Fiscales y policías procedieron a la destrucción de un cargamento millonario de cocaína que fue decomisado el pasado 2 de octubre por la Marina Nacional a 1,150 millas náuticas -equivalentes a 2,130 km- de la costa salvadoreña, al sur de la Bocana del Cordoncillo, en San Luis La Herradura, departamento de La Paz.
En esa ocasión, las autoridades interceptaron una embarcación tripulada con tres ciudadanos ecuatorianos que transportaban 1,795 kg de cocaína, valuados en más de $44.8 millones.
La droga fue destruida en el predio Changallo, situado en el distrito de Ilopango, jurisdicción de San Salvador Este.
El 15 de octubre cuando fueron conocidos más detalles del operativo en altamar, el ministro de Seguridad Pública y Justicia, Gustavo Villatoro, aseguró que todo cargamento de cocaína que ha sido interceptado es destruido.
«Todo esto que se decomisa se destruye, no hay un gramo de cocaína decomisado que esté pendiente de destruir bajo supervisión judicial y ninguno de los detenidos internacionales ha recuperado su libertad», expresó el funcionario.
Por estos hechos son procesados los ecuatorianos: Fabián Alexis López Reyes, Jefferson Javier Tomala Cedeño y Carlos Alfredo Masías Mero, acusados por los delitos de tráfico ilícito y agrupaciones ilícitas en perjuicio de la paz pública.

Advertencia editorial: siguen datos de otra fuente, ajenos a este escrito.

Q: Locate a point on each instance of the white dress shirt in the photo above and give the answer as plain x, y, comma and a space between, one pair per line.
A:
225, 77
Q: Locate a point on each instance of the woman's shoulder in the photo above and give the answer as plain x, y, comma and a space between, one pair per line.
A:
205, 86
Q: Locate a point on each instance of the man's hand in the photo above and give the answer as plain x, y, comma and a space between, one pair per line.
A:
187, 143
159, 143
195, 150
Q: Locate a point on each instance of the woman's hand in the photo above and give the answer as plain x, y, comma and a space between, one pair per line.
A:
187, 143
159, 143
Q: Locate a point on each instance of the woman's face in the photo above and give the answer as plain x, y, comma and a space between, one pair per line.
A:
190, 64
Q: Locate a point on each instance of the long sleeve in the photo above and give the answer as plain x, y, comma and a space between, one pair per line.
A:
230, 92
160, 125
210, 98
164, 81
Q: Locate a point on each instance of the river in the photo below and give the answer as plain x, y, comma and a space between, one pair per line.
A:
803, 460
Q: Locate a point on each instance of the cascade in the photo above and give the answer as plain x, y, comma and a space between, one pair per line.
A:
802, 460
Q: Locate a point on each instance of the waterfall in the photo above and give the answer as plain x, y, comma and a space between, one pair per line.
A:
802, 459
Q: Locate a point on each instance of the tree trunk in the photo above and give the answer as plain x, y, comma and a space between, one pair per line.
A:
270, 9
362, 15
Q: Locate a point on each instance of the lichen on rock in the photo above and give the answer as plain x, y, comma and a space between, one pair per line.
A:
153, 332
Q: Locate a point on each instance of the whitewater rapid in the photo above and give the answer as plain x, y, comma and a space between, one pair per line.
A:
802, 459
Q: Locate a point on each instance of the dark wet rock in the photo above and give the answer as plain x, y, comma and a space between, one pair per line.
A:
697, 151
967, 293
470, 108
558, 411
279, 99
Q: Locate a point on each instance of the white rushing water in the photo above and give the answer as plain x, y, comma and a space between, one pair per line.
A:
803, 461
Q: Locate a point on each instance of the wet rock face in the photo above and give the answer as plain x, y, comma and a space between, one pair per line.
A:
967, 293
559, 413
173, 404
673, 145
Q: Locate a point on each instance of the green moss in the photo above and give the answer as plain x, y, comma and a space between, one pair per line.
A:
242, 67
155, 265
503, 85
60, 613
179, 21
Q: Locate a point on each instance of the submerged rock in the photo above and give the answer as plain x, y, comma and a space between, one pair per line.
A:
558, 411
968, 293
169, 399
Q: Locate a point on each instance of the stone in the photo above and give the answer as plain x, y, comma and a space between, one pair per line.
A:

Respecto a la condición legal de los extranjeros, trascendió que el Tribunal Quinto Contra el Crimen Organizado de San Salvador ordenó su detención provisional mientras sigan procesados.
«De acuerdo con las nuevas reformas a la Ley Contra el Crimen Organizado, se ordenó la detención provisional y se estableció un plazo de instrucción de dos años», indicaron fuentes judiciales. Por este caso, el fiscal general, Rodolfo Delgado, reiteró el compromiso de la institución para seguir combatiendo el narcotráfico.